I got on the train to Nagoya, and saw some interesting looking ads. There’s a lot of stuff I want to do while I’m here, and whenever I see stuff like this, I want to be able to record it. What better way than with the IXY? They came out a little blurry, but I wanted you to get the idea:
Buying Camera-Related Stuff at a Camera Store, What a Surprise!
When I got to town, I headed to Bic again to buy some stuff for my camera. Mainly I was looking for a strap set of some kind. Something I can use to hang it around my neck, or maybe a wrist strap. I also wanted a nice case for it, too.
I found a strap set after some digging around, but I never really found a case I liked. I managed to find a clear plastic cover for the LCD display. I used up a bunch of points to knock the price down, then went back to the station to find out what happened to Kinokunia.
I asked at the info booth, and apparently, that location closed. Bummer. Well, there’s Maruzen. Google Maps said it’s near the Fushimi station on the Higashiyama Line.

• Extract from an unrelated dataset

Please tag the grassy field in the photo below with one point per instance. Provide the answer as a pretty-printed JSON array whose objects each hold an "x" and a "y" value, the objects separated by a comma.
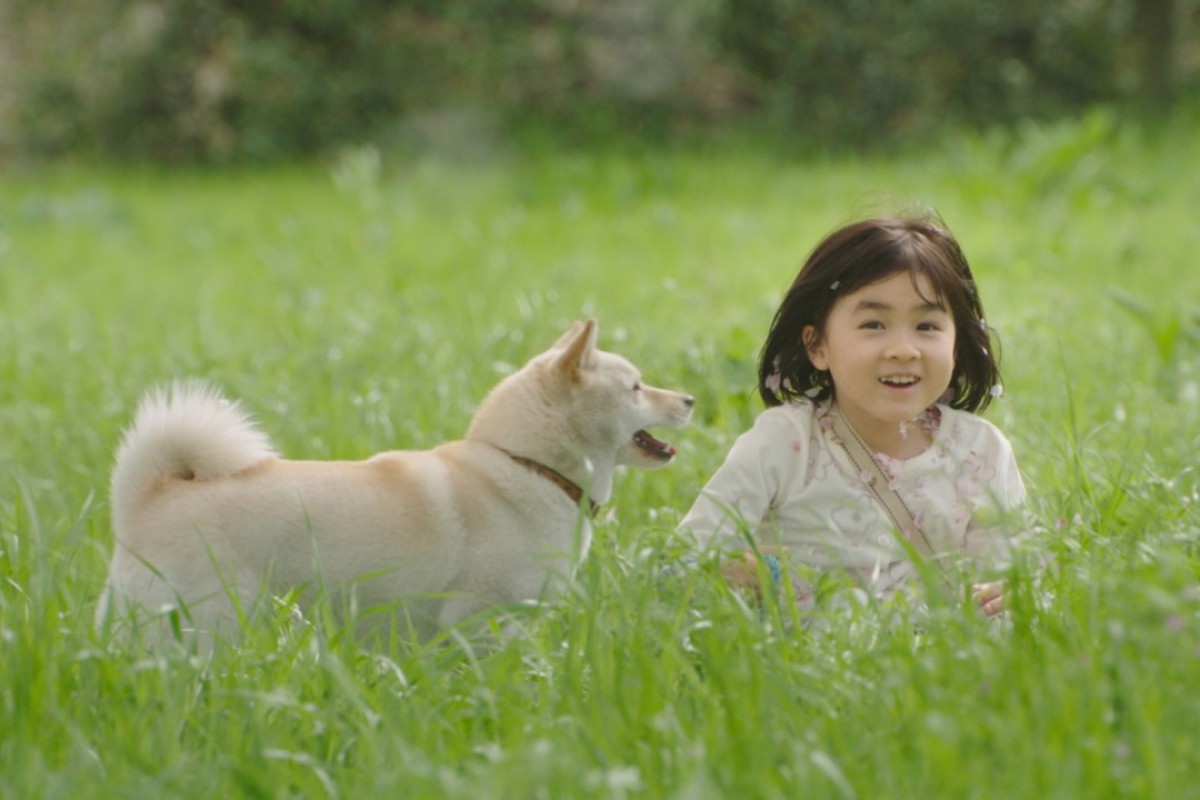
[{"x": 370, "y": 302}]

The Nagoya subway system uses a card similar to the Suica card I use in Tokyo and here to go back and forth between Okazaki and Nagoya. Both cards work the same way– you fill them with money, then tap them at the wicket to get in/out, and it automatically deducts the proper fare.
Sadly, the Suica card won’t work on the Nagoya subway, so I had to buy a card for myself. It took a few extra minutes, because I had to give the nosy machine all kinds of info so my card could be returned to me in case I lost it. It’s kind of a pain, but it’s worth it to know I can get it back.
Google Maps Is Great, Except When It Isn’t.
Card in hand, I hopped on the Higashiyama line, got off at Fushimi, and wandered around for about 15-20 minutes before I realized that Google Maps was dead wrong. There was no Maruzen there of any kind. There were many things that weren’t Maruzen, but Maruzen was not among them.
So I went back to JR Nagoya, asked at the info booth, and they told me it was in Sakae, one stop over. Sure enough, as I walked past the Maruei department store, I could see the sign for Maruzen.
That’s pretty cool.
Google Maps was a bit of a disappointment, because I have had generally good luck with it. But that mistake cost me about an hour of wandering around and asking questions.
Maruzen is a nice bookseller, with solid inventory. It took me a few minutes to figure out where all of the JLPT prep books were. Oddly enough, they were in the Foreign Language section. I guess because foreigners need it more than Japanese people do? Dunno.
I picked up the new Kanzen Master N1 series. All of them. I’ll need them for the upcoming N1. Looks like it’s a bit different from the old Kanzen Master books.
I spent a lot of time just wandering around the store as well, looking for more books, just in case. But I decided to keep it to just the JLPT books for now.
Then I headed back to JR Nagoya, and back home to Okazaki.
It was an exciting afternoon, in that I had an adventure! Those are always fun.
Oh, and when I got back, my clothes were dry!